On admission her serum calcium (uncorrected) was 6.5 mg/dL (9.3, five weeks earlier), phosphate 5.4, and her magnesium 0.4 mg/dL (reference interval 1.7-2.5).

With those values she was fortunate that she did not have a lower bicarbonate level because rapid correction intravenously would almost certainly have resulted in tetany. Low bicarbonate is protective against the muscular effects of hypocalcemia.

Six weeks later her renal function has been restored to baseline values, electrolytes are normal as are calcium and inorganic phosphate. The residual problem was difficulty in maintaining normal serum magnesium levels.

There is no good laboratory assessment of body stores of magnesium and these may be depleted while the serum level remains normal for quite some time. Hypomagnesemia is a clear indication that things are not OK. Oral magnesium is OK long term but IV magnesium is needed initially and may be required for several days.
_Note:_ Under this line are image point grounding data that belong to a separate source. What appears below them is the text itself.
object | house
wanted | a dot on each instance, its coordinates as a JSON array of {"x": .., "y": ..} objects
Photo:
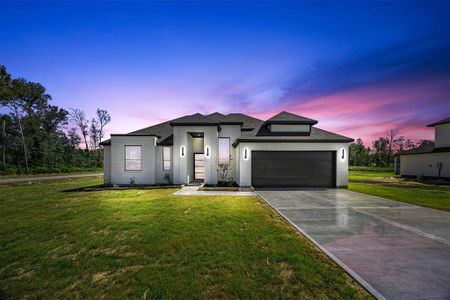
[
  {"x": 285, "y": 150},
  {"x": 430, "y": 159}
]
Would even a 24-hour episode of watery diarrhea sufficient to cause such marked dehydration be sufficient to cause such low values for calcium and magnesium? Probably not, so another cause needs to be sought. The culprit was almost certainly the hydrochlorothiazide she had been taking for several years for management of mild hypertension. We are all familiar with the potential adverse effects of thiazides on sodium and potassium but most often neglect the effect on magnesium. Patients presenting with cramps or arrhythmia while on thiazides need to be evaluated for low magnesium, particularly if the potassium is normal. The missed clue (and hindsight is always 20/20 vision) was the serum potassium of 3.3 five weeks prior to admission. Not of itself a worryingly low number but important in retrospect.

Why was the calcium so low on presentation, given the degree of dehydration? Hypomagnesemia inhibits parathyroid hormone secretion so she was physiologically profoundly hypoparathyroid. This is an uncommon complication of thiazide therapy. Far more often I see this in patients referred for osteoporosis and a low 25-hydroxyvitamin D level. Such low levels should promote increased PTH secretion and if the PTH is not elevated serum magnesium should be measured. Remember that serum levels of magnesium are not very reflective of body stores of magnesium so that a combination of a low 25-hydroxyvitamin D and a normal PTH should prompt you to offer a magnesium supplement no matter what the serum level. Don’t forget the vitamin D supplement as well.